Arthur Channel in the studio working on their debut. Photo by Tamarind Free Jones.

It’s the stuff of Hollywood. Well, almost. If rookie singer/guitarist Jon Greene’s true-life story about forming Arthur Channel with a bunch of rock ’n’ roll veterans were adapted to the silver screen, big-studio scriptwriters would have them racking up Top 40 hits, performing on all the late-night TV shows, and laughing all the way to the bank.

But it’s unlikely that Arthur Channel’s nine hauntingly atmospheric tunes full of velvety, warbling vocals, complex chord shapes, and trippy, neo-Holdsworthian guitar solos would get that kind of play in today’s pop-oriented industry.

Greene’s lucky-demo-tape tale is more like a down-to-earth indie film—but it’s still pretty freakin’ rad. It goes something like this: In 2009, Greene, a 31-year-old from Wales, Massachusetts, moved to Los Angeles with his band, Nude Black Glass, to give the whole rock-star dream thing a go.

Only the rest of his band never showed up. They all chickened out. Flaked.

“My initial impression was that Jon’s voice contains a lot of originality, strength, emotion, and loftiness that you rarely find.

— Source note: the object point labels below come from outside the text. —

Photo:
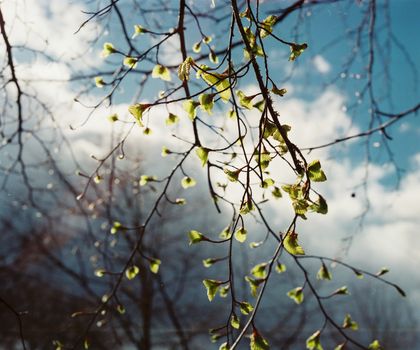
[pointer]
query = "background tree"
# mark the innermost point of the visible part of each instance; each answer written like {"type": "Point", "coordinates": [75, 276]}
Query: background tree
{"type": "Point", "coordinates": [135, 207]}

Then I realized he could write these incredibly poetic lyrics that fit seamlessly along with his very unique style of guitar playing.”
—ex-Wallflowers bassist Greg Richling

Greene had no band and no Cali connections—or so he thought until one day about a year later when he was catching up with a friend from back East. “We were talking about music, and I mentioned I’d just moved to L.A.,” Greene recalls. “He said, ‘Why don’t you get in touch with my friend who lives there? This guy is a professional musician.’ I was, like, ‘Oh, cool. What’s his name?’”

It turned out that this musician was ex-Pearl Jam drummer and founding Chili Pepper Jack Irons.

Back to the Woodshed
Armed with Irons’ contact info, Greene knew he’d only have one shot at making anything of it. To keep the money coming in, he moved to Northern California to work as an arborist, and in his spare time he wrote a fresh batch of songs. “When I came back to L.A. about four months later, I finally got up the nerve to contact Jack,” he says. At the drummer’s request, Greene sent three demos. “He called me back that day or the next and said, ‘Hey, let’s get together.’ I thought, ‘Holy shit—all right!’”

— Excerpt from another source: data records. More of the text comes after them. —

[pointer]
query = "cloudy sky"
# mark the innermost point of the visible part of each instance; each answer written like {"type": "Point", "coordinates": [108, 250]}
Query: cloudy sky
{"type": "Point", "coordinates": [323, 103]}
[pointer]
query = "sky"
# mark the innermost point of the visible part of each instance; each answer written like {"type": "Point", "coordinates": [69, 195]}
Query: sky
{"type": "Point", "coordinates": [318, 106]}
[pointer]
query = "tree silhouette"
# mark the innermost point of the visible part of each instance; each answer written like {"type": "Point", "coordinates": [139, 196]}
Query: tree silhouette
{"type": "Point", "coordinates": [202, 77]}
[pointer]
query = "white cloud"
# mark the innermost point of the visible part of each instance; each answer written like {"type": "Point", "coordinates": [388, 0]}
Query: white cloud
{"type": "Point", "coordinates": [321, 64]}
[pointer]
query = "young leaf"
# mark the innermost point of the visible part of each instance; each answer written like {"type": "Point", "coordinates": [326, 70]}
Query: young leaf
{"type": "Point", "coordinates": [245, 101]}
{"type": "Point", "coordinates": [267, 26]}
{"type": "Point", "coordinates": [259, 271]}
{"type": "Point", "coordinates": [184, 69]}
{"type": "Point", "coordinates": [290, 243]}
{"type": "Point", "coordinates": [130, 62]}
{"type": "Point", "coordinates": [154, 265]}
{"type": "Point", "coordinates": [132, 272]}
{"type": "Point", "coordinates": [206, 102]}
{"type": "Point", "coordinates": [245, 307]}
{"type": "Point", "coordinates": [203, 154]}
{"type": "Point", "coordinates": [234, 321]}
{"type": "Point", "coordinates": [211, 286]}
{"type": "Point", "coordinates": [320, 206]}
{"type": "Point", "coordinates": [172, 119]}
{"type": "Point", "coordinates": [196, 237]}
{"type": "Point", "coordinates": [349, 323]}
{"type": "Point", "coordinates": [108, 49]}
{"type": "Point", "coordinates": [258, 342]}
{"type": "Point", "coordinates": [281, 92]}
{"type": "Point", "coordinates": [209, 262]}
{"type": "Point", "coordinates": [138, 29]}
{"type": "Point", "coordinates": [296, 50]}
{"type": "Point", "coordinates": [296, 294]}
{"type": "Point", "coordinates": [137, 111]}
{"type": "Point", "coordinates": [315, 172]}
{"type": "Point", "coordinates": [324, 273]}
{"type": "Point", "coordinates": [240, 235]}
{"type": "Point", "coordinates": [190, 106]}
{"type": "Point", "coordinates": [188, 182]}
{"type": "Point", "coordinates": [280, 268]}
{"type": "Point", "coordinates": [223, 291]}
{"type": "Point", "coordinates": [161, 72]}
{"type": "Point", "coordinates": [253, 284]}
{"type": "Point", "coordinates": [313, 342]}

Irons had just tracked drums for Jakob Dylan on the Wallflowers’ 2012 album, Glad All Over, and during the sessions he’d hatched a plan with longtime Wallflowers bassist Greg Richling. “Greg and I had previously talked about working together, and maybe with an up-and-coming singer-songwriter,” explains Irons. “So Jon and I put this out there to Greg and he dug it. About a month or so after first meeting with Jon, we all got together and started the process of the band and working on more tunes.”

At that point, Greene had been playing guitar since seventh grade—but in bands he’d always focused exclusively on vocals and used the 6-string solely for songwriting. Style-wise, he’s a big fan of quirky indie rock—the Mars Volta and Karate are major influences—but the tunes he’d worked up for Irons were much more straight ahead, just acoustic guitar and vocals. “They were so minimal,” Greene explains. “I was really trying to write ... not pop songs, but things with nice melodies and vocal turnarounds.”

The songs that ended up on Arthur Channel’s eponymous debut—including those from the original demos—are a far cry from the mellow versions Greene penned whilst among the sequoias of NorCal. For starters, Greene—who says of his guitar skills, “I was just kind of amateurish”—had to put down the Martin acoustic he was most accustomed to and get used to the Rickenbacker 360 loaned to him by a friend of Richling.

One gets the feeling Greene is being modest about his guitar abilities, though. His rich, unusual chord constructions were integral to the unique songwriting style that opened doors for him. Though the band did recruit a second guitarist to fill out the sound, Greene’s guitar work is the foundation of the songs and translates wonderfully to electric. “He has this amazing ability to pick out harmonically interesting chord choices that are not the obvious places to go,” says Richling.

Greene attributes this to life-changing advice he got from a high school friend. “I was kind of in barre-chord mode,” he says, “and then a friend of mine named Daniel Lafleur, who is a very, very talented singer-songwriter, was like, ‘Just put your fingers all over the guitar. Make up chords—just land somewhere, make up a chord, and put a bunch of them together and see what comes out.’ That just expanded my view of the guitar and what you could do.”